4. The method according to claim 1, characterized in that, The encoder includes at least one densely connected block, wherein the input of each convolutional layer in the densely connected block is the concatenation result of the output feature maps of all preceding convolutional layers in the channel dimension; The encoder also includes a downsampling transition layer disposed between the densely connected blocks for downsampling in the spatial dimension and compressing the number of feature channels; The decoder section includes an upsampling transition layer corresponding to the downsampling transition layer, which is used to restore the spatial resolution of the feature map and fuse feature information from the corresponding level of the encoder through skip connection paths.

5. The method according to claim 4, characterized in that, The process of training and optimizing the landslide identification model includes: The landslide identification model is trained iteratively using an end-to-end approach with forward and backward propagation. During model training, random dropout layers are performed between the densely connected blocks to prevent overfitting; After the model training is completed, the model weight parameters with the best recognition performance are selected based on the performance metrics of the independent validation set or test set to generate the fully trained landslide recognition model.

6. The method according to claim 1, characterized in that, The method further includes: The regions corresponding to independent test samples in the landslide spatial distribution identification results are compared pixel by pixel with the real landslide distribution data verified in the field to construct a confusion matrix. Based on the confusion matrix, multiple quantitative evaluation indicators, including overall precision, accuracy, recall, F1 score, Kappa coefficient, and average intersection-union ratio, are calculated to assess the recognition performance and reliability of the landslide identification model.

7. A landslide identification device based on multidimensional feature aggregation, characterized in that, The device includes: The acquisition module is used to acquire remote sensing image data and basic geographic data of the target area. Based on the remote sensing image data and the basic geographic data, it extracts and fuses spectral, topographic and geological multi-dimensional features that reflect the landslide development environment to construct a multi-dimensional feature cube. A construction module is used to construct a landslide recognition model, which includes a backbone network of encoder and decoder. The encoder is used to realize the reuse and fusion of cross-level features in the multi-dimensional feature cube. The training and optimization module is used to train and optimize the landslide identification model using sample data containing landslide annotation information. The identification module is used to output the spatial distribution identification results of landslides in the target area based on the multi-dimensional feature cube and the trained and optimized landslide identification model.

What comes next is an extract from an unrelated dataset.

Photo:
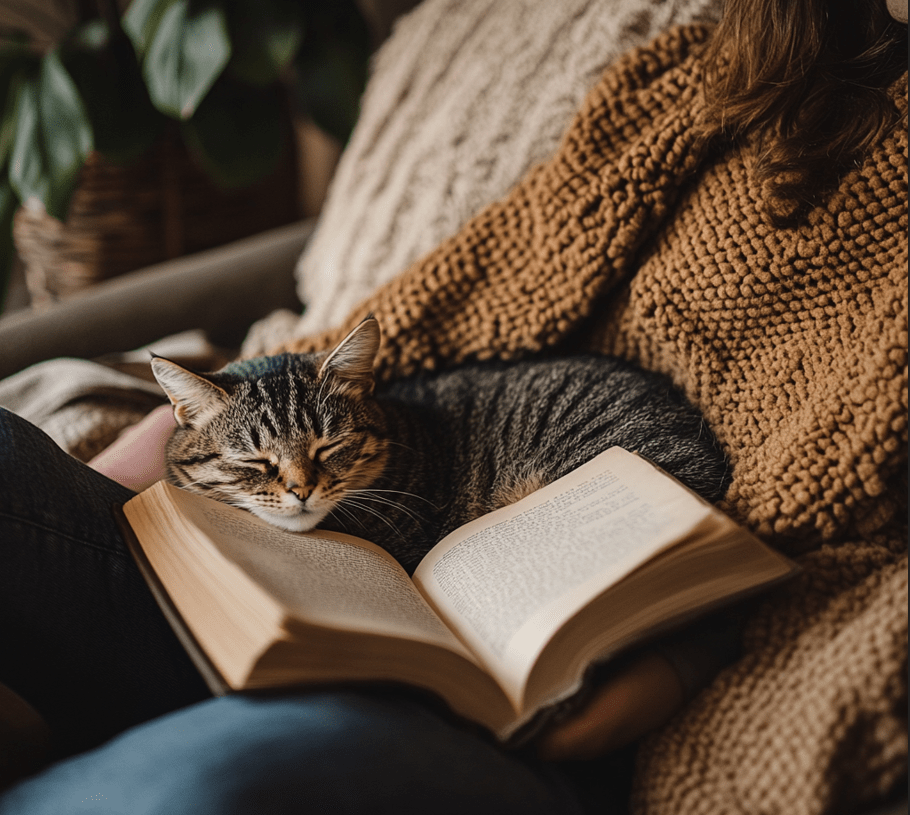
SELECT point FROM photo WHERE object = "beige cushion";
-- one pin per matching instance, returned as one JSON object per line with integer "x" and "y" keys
{"x": 466, "y": 95}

8. A computer device comprising a memory and a processor, wherein the memory stores a computer program, characterized in that, When the processor executes the computer program, it implements the steps of the method according to any one of claims 1 to 6.

9. A computer-readable storage medium having a computer program stored thereon, characterized in that, When the computer program is executed by a processor, it implements the steps of the method according to any one of claims 1 to 6.

10. A computer program product, comprising a computer program, characterized in that, When the computer program is executed by a processor, it implements the steps of the method according to any one of claims 1 to 6.